Training and qualifications required
You'll need to study for an approved degree, which takes three or four years full time or up to six years part time, or be employed as a degree apprentice in speech and language therapy with an employer. Full-time university courses in speech and language therapy may have different names, including speech and language pathology and speech science. To get onto an speech and language therapy degree course or degree apprenticeship, you usually need two or three A-levels (or equivalent qualifications), along with five GCSEs (grades A-C), including English language, maths and science. Each institution and employer sets its own entry requirements, so it’s important to check carefully.
Expected working hours and salary range
Speech and language therapists in the NHS work standard hours, which are likely to be around 37.5 a week. They usually start at band 5 of the Agenda for Change pay scales. Elsewhere, a speech and language therapist’s hours will depend on where they work. They may work evenings and weekends to suit private clients. Some speech and language therapists have to travel between client appointments.

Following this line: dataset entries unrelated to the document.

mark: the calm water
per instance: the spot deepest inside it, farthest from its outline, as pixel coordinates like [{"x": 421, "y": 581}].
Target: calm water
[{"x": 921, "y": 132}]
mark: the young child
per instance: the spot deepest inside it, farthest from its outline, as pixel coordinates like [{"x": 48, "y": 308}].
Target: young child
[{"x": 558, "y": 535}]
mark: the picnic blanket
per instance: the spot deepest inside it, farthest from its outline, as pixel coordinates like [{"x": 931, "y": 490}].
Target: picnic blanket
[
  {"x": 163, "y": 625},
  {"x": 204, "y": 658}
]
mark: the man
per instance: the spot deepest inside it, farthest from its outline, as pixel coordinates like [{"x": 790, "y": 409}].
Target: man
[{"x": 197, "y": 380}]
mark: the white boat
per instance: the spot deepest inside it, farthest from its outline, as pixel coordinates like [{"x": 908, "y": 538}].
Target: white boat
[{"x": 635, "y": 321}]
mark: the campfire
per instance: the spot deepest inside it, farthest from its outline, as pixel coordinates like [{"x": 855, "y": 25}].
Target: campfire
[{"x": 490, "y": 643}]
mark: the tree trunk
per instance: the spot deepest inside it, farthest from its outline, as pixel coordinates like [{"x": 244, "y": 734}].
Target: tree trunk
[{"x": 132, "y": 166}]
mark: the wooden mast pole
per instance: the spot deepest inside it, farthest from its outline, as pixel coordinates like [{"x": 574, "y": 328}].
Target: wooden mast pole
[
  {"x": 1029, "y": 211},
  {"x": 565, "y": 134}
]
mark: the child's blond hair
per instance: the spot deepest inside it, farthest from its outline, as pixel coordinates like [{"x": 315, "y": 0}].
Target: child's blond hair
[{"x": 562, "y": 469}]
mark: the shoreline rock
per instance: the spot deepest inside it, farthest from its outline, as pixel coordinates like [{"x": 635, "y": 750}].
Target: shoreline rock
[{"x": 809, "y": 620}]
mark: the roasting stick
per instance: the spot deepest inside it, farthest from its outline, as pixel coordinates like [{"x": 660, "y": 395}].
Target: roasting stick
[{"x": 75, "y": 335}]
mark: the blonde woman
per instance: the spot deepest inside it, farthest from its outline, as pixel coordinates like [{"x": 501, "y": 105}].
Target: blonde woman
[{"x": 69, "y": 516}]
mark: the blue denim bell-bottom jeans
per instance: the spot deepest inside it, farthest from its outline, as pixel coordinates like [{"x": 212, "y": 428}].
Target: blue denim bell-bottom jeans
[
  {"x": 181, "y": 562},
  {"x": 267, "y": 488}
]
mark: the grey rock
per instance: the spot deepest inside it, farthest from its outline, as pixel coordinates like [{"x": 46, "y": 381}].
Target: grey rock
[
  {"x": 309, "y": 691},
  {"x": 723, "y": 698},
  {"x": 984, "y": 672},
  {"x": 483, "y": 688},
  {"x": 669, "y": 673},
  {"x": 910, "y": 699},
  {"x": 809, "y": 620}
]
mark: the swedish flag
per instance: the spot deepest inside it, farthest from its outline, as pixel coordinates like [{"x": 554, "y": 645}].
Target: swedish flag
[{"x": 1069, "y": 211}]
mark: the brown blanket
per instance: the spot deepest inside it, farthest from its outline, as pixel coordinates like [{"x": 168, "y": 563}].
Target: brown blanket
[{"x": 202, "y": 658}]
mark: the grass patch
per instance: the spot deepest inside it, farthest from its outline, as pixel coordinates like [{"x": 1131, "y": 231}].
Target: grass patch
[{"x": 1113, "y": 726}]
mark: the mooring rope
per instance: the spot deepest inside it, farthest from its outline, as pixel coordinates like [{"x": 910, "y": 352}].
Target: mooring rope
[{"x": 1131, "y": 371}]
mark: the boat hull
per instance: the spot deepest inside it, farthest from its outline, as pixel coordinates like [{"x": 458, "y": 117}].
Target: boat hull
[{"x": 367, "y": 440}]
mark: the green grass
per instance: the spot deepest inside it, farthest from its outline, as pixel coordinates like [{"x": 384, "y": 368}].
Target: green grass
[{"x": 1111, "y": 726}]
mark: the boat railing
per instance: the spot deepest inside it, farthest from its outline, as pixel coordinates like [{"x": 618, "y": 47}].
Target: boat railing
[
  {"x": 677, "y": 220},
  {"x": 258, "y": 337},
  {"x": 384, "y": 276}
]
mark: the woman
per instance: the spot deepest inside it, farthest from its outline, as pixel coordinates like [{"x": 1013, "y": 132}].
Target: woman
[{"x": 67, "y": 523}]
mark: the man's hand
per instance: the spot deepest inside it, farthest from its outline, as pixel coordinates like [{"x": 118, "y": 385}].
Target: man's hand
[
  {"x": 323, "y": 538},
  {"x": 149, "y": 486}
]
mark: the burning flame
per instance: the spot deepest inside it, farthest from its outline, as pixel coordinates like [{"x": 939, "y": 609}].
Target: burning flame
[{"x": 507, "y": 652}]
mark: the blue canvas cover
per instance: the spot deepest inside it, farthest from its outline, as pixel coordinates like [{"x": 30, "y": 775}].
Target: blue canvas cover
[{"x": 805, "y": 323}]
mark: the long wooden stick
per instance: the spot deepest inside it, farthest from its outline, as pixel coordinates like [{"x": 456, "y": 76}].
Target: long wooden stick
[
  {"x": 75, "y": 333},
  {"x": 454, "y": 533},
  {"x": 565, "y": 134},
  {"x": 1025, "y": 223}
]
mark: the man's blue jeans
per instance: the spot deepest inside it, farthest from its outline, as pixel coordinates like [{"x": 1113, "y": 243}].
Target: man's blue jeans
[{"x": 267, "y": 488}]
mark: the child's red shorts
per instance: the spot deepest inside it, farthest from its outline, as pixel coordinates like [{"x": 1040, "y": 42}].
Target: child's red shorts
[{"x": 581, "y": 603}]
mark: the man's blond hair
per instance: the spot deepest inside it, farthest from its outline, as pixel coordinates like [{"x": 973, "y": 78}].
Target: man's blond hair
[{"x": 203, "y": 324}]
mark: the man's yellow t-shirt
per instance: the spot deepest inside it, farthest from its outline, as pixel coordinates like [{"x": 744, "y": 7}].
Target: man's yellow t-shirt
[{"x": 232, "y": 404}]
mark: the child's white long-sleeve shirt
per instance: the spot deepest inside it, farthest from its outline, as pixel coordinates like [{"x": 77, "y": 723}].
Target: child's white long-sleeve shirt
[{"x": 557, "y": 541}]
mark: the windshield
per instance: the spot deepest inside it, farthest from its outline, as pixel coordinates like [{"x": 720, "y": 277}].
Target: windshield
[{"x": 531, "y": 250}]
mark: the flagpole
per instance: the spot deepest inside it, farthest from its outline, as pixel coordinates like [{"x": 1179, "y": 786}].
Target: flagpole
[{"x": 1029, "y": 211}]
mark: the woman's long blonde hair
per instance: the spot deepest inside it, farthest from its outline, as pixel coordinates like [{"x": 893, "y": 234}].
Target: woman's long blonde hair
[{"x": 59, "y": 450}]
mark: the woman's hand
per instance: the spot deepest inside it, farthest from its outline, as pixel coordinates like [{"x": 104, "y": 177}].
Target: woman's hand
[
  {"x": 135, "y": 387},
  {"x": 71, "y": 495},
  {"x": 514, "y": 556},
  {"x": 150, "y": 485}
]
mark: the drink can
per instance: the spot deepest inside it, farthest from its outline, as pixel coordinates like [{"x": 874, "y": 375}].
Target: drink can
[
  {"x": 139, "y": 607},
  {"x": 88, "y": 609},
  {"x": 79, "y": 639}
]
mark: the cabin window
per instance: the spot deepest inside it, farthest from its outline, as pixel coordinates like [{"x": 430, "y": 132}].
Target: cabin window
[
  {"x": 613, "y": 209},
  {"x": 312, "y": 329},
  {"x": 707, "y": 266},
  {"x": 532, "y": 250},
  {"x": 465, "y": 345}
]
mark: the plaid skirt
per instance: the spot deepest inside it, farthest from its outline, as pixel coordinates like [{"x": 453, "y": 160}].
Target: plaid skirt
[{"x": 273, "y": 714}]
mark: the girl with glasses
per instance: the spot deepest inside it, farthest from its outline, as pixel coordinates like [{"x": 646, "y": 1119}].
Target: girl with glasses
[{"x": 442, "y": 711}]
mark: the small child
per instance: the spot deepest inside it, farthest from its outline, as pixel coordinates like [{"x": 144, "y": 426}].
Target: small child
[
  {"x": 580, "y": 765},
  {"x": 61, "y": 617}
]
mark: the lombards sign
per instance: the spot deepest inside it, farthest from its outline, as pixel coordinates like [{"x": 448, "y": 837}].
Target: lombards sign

Desirable skills and values
You'll need to enjoy using language and communication to help people, be able to motivate and reassure people, excellent communication and organisation skills and the ability to explain treatment to patients.
You may choose to specialise in a particular area of practice such asstammering, cleft palate or learning disability. Other options include teaching or research. You could also move into management, either within speech and language therapy services or general management. As head of a local speech and language therapy service you would be responsible for a team of staff and for managing a budget. Some speech and language therapists set up their own practice, on their own or with other professionals. They take on private clients, sometimes alongside NHS work.